Microsoft Defender RoguePlanet Patch Has a New Disk Space Problem


defender disk usage
Image credit: Microsoft

Microsoft Defender’s RoguePlanet zero-day fix may introduce a separate issue that allows attackers to consume nearly all available disk space on affected Windows systems.

Microsoft acknowledged RoguePlanet, tracked as CVE-2026-50656, last month. The vulnerability affected the Microsoft Defender Malware Protection Engine file mpengine.dll and allowed attackers to elevate their privileges.

Microsoft fixed the flaw last week with Malware Protection Engine version 1.1.26060.3008. All earlier engine versions remain vulnerable, with version 1.1.26050.11 listed as the final affected release.

Researcher finds possible information leak

Security researcher Nightmare-Eclipse analyzed the updated Defender engine and identified a potential eight-byte information leak.

The issue appears connected to Microsoft’s new defense-in-depth protections. Researchers can currently observe the leak only through kernel drivers, not from user mode.

The leak does not appear immediately exploitable, although further research continues.

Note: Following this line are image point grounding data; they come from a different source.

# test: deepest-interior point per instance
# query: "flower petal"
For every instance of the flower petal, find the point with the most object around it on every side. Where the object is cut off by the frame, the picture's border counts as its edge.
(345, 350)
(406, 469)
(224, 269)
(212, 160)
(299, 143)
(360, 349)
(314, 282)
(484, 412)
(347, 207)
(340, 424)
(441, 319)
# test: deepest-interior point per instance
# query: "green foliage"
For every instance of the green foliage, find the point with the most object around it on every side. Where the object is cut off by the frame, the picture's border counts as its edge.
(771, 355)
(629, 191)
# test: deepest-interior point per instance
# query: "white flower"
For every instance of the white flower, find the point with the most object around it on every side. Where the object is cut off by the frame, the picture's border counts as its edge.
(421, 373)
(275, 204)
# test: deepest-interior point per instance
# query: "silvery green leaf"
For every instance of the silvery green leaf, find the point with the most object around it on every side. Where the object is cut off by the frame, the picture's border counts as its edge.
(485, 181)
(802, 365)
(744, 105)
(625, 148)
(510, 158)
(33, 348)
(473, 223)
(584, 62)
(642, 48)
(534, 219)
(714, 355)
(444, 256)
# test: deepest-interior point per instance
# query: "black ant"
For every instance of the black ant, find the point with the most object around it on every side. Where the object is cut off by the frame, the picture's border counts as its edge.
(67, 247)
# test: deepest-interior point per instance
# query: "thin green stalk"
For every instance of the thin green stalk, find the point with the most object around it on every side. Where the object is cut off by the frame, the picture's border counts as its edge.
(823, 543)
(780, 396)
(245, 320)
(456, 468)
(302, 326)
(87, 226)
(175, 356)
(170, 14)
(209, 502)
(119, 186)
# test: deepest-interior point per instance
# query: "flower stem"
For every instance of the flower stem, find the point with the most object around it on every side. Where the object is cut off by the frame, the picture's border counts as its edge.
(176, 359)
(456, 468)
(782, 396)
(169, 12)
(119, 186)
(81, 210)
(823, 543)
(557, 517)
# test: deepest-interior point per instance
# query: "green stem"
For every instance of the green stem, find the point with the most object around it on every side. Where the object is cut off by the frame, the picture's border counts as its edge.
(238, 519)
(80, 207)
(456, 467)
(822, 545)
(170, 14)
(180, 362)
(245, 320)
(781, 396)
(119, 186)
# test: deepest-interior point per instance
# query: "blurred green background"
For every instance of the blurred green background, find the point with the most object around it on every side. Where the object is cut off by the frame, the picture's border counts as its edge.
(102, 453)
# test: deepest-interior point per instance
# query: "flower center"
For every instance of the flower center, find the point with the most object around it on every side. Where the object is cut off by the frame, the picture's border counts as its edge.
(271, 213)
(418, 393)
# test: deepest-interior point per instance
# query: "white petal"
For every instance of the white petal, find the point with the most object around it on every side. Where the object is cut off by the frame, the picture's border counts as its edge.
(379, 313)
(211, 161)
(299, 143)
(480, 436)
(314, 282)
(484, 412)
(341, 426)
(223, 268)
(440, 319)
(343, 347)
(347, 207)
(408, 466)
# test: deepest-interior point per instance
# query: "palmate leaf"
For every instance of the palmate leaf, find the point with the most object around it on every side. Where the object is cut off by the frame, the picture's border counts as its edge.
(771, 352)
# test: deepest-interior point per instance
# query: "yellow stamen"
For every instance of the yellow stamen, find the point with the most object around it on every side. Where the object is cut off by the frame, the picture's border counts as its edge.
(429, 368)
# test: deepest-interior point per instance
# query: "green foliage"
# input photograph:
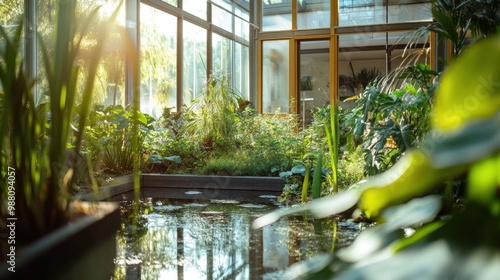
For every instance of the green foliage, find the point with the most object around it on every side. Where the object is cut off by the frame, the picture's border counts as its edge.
(410, 236)
(351, 168)
(213, 115)
(387, 124)
(36, 137)
(461, 20)
(109, 138)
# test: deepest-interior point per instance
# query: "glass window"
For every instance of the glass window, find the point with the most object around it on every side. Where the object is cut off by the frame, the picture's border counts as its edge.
(158, 61)
(241, 25)
(194, 61)
(275, 76)
(222, 52)
(196, 7)
(222, 18)
(362, 12)
(362, 57)
(241, 76)
(314, 75)
(313, 14)
(276, 15)
(171, 2)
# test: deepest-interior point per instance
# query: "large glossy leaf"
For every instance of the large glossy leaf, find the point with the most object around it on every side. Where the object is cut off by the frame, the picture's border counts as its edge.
(412, 176)
(472, 142)
(414, 213)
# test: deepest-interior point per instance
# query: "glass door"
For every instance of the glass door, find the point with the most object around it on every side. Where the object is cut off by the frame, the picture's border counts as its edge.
(314, 77)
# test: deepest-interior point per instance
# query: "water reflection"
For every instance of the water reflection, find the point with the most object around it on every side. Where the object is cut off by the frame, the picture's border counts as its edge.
(200, 240)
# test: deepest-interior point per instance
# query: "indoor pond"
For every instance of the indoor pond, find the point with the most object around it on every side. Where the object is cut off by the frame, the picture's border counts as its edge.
(214, 240)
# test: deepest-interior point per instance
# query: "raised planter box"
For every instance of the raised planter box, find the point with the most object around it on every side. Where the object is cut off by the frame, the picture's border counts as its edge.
(199, 187)
(83, 249)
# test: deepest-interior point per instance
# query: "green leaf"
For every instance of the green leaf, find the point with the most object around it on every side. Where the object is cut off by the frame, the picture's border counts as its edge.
(404, 181)
(316, 186)
(473, 141)
(176, 159)
(470, 87)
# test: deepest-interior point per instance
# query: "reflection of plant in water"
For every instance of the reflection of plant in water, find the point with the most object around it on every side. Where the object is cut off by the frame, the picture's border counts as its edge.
(466, 139)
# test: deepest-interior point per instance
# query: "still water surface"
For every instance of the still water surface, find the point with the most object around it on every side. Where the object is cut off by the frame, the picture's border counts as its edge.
(214, 240)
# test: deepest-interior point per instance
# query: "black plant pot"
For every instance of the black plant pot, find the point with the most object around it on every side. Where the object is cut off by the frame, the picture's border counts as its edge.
(83, 249)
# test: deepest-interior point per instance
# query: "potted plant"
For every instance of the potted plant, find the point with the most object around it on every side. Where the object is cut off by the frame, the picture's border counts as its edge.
(38, 214)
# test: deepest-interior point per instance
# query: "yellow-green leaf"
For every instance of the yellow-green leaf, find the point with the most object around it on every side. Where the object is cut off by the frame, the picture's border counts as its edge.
(470, 87)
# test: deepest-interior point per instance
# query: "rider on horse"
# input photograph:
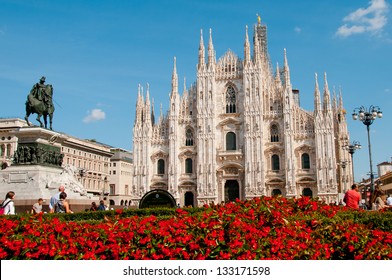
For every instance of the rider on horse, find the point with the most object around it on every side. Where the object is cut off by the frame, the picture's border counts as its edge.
(39, 101)
(38, 91)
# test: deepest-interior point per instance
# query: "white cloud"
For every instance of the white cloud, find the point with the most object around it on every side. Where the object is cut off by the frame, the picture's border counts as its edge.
(371, 19)
(95, 115)
(297, 29)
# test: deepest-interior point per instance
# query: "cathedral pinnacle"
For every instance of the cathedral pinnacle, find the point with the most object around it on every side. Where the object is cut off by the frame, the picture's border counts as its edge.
(174, 78)
(317, 102)
(211, 52)
(201, 51)
(247, 47)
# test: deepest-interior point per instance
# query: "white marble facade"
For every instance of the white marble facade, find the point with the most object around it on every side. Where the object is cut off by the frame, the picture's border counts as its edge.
(239, 132)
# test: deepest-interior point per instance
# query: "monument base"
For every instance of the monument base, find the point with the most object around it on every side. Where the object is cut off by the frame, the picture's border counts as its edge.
(30, 182)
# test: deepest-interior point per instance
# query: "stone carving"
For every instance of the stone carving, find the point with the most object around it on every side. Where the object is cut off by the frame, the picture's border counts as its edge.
(37, 154)
(40, 102)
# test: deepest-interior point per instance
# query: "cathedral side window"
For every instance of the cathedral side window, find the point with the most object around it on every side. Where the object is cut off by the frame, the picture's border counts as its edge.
(2, 148)
(274, 131)
(161, 167)
(305, 160)
(230, 100)
(275, 164)
(189, 138)
(231, 141)
(188, 165)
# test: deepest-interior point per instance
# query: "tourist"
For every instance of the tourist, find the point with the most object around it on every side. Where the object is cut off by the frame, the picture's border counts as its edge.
(389, 200)
(101, 205)
(341, 202)
(352, 197)
(55, 198)
(93, 206)
(62, 206)
(8, 204)
(37, 207)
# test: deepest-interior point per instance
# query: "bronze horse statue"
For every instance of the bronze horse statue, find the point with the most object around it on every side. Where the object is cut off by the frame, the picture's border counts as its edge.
(42, 107)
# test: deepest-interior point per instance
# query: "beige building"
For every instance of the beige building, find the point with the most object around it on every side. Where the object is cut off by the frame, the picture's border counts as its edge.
(120, 171)
(88, 159)
(8, 141)
(91, 160)
(239, 132)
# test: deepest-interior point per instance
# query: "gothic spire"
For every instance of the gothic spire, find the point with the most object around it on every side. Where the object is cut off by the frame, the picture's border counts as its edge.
(326, 98)
(317, 102)
(147, 106)
(211, 52)
(184, 86)
(174, 79)
(152, 113)
(201, 51)
(246, 48)
(286, 70)
(256, 47)
(277, 75)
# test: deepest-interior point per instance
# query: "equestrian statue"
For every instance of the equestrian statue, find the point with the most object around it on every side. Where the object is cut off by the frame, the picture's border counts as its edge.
(40, 102)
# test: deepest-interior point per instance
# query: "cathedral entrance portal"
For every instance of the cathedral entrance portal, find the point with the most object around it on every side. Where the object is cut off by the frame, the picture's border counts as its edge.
(232, 190)
(189, 199)
(307, 192)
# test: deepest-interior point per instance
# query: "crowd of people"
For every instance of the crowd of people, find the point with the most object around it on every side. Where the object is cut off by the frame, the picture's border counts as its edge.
(58, 203)
(352, 198)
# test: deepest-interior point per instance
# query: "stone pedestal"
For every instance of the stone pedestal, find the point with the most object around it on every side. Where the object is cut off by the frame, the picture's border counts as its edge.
(37, 171)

Defender update may fill the system drive

Nightmare-Eclipse also discovered a more disruptive issue that could cause the patched Defender engine to consume almost all available disk space.

Microsoft Defender normally limits the size of files it scans and quarantines. These restrictions help prevent large or malicious files from consuming excessive storage.

However, the limits reportedly do not apply to cached Zone.Identifier alternate data streams. An attacker could use this behavior to force Defender to create an extremely large ADS cache.

Proof of concept uses a malicious SMB server

The proof of concept relies on a custom SMB server hosting a file with an oversized and specially crafted Zone.Identifier alternate data stream.

The server deliberately delays certain read operations while keeping the SMB connection active. Defender reportedly keeps the cached files locked instead of removing them.

As the process continues, disk usage increases until the affected drive runs out of available space. This could cause applications to fail, interrupt services, or make Windows unstable.

Windows 11 and Windows Server affected

The researcher reproduced the disk exhaustion behavior on Windows 11 25H2 and Windows Server 2025.

Nightmare-Eclipse is also investigating whether attackers could use WebDAV instead of a malicious SMB server. A working WebDAV method could allow attackers to deliver the file over the Internet more easily.

Microsoft has not publicly addressed the reported disk exhaustion issue in its RoguePlanet security advisory.